Ativismo pela saúde mental
Além de compartilhar sua trajetória por meio da literatura,
Marília Dan se dedica ao ativismo com a palestra “Marília Dan e a Saúde Mental
no Cinema”, levando a discussão para escolas, empresas e espaços culturais. Em
outubro, ela lança a segunda edição do livro “As Vozes na Minha Cabeça: minha
história com o transtorno bipolar”, no qual relata em detalhes os episódios de
alucinações auditivas e o impacto do transtorno em sua vida.

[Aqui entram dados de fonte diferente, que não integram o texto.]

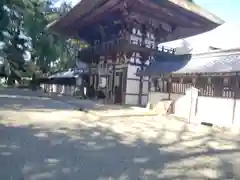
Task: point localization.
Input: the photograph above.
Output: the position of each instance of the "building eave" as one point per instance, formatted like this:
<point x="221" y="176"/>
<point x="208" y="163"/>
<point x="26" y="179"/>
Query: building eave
<point x="87" y="7"/>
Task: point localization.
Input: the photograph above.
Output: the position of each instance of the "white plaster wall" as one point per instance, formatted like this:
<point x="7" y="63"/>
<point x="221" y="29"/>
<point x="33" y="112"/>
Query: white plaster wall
<point x="155" y="97"/>
<point x="145" y="87"/>
<point x="215" y="110"/>
<point x="132" y="87"/>
<point x="237" y="113"/>
<point x="131" y="99"/>
<point x="144" y="100"/>
<point x="131" y="72"/>
<point x="136" y="36"/>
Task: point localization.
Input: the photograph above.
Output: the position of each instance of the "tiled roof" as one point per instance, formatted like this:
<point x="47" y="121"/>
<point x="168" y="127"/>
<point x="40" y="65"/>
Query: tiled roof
<point x="205" y="63"/>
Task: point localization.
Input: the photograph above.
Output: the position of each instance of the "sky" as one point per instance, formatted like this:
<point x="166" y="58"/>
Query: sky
<point x="225" y="37"/>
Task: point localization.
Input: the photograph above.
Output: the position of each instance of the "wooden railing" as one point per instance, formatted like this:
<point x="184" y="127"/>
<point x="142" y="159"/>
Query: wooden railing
<point x="121" y="42"/>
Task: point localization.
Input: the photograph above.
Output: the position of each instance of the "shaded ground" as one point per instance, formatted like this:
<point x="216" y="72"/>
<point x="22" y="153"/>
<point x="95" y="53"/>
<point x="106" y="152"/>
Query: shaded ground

Com sua atuação, reforça a urgência de iniciativas que enfrentem o preconceito, ampliem o acesso à informação e incentivem o diálogo sobre saúde mental. Para Marília, o debate não pode se restringir a datas como o Setembro Amarelo ou o Dia Mundial da Saúde Mental, celebrado em outubro. “É uma pauta que precisa atravessar o cotidiano e inspirar mudanças permanentes na forma como lidamos com o tema. Mais do que falar sobre isso, quero mostrar que é possível ter uma vida plena e feliz após o diagnóstico, desde que se siga o tratamento adequado”, ressalta.

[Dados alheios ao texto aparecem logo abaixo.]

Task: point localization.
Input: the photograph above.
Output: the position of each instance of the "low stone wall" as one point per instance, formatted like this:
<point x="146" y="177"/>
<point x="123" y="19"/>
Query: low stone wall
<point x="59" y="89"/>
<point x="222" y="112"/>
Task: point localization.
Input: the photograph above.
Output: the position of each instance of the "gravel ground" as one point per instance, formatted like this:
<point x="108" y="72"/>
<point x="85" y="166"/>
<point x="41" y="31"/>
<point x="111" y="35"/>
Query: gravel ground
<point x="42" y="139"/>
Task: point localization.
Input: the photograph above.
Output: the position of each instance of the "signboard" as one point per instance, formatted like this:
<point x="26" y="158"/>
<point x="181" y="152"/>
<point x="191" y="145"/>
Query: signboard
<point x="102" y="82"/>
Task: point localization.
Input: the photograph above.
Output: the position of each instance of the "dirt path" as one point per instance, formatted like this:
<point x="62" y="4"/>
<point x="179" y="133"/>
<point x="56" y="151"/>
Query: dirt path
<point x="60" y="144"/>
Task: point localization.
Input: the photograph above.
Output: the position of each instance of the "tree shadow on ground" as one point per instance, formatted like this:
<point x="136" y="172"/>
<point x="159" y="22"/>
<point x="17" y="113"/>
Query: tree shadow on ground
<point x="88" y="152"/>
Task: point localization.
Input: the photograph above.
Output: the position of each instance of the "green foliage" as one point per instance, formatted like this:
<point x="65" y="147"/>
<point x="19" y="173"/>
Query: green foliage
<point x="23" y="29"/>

Marília Dan - escritora, palestrante e ativista em saúde mental. Natural de Belo Horizonte (MG), passou um longo período convivendo com sintomas não identificados e sem tratamento adequado, até receber, aos 20 anos, o diagnóstico de transtorno afetivo bipolar com sintomas psicóticos. Transformou essa vivência em literatura e palestras, que mostram ser possível alcançar qualidade de vida e bem-estar emocional. Autora do livro “As Vozes na Minha Cabeça: minha história com o transtorno bipolar (2020)”, que ganhará nova edição em outubro de 2025, ela também iniciou a escrita de sua terceira obra, inspirada nos 57 dias de internação voluntária em um hospital psiquiátrico. Em sua palestra “Marília Dan e a Saúde Mental no Cinema”, conecta a própria trajetória a referências cinematográficas para promover reflexões sobre cuidado emocional, prevenção e enfrentamento de desafios.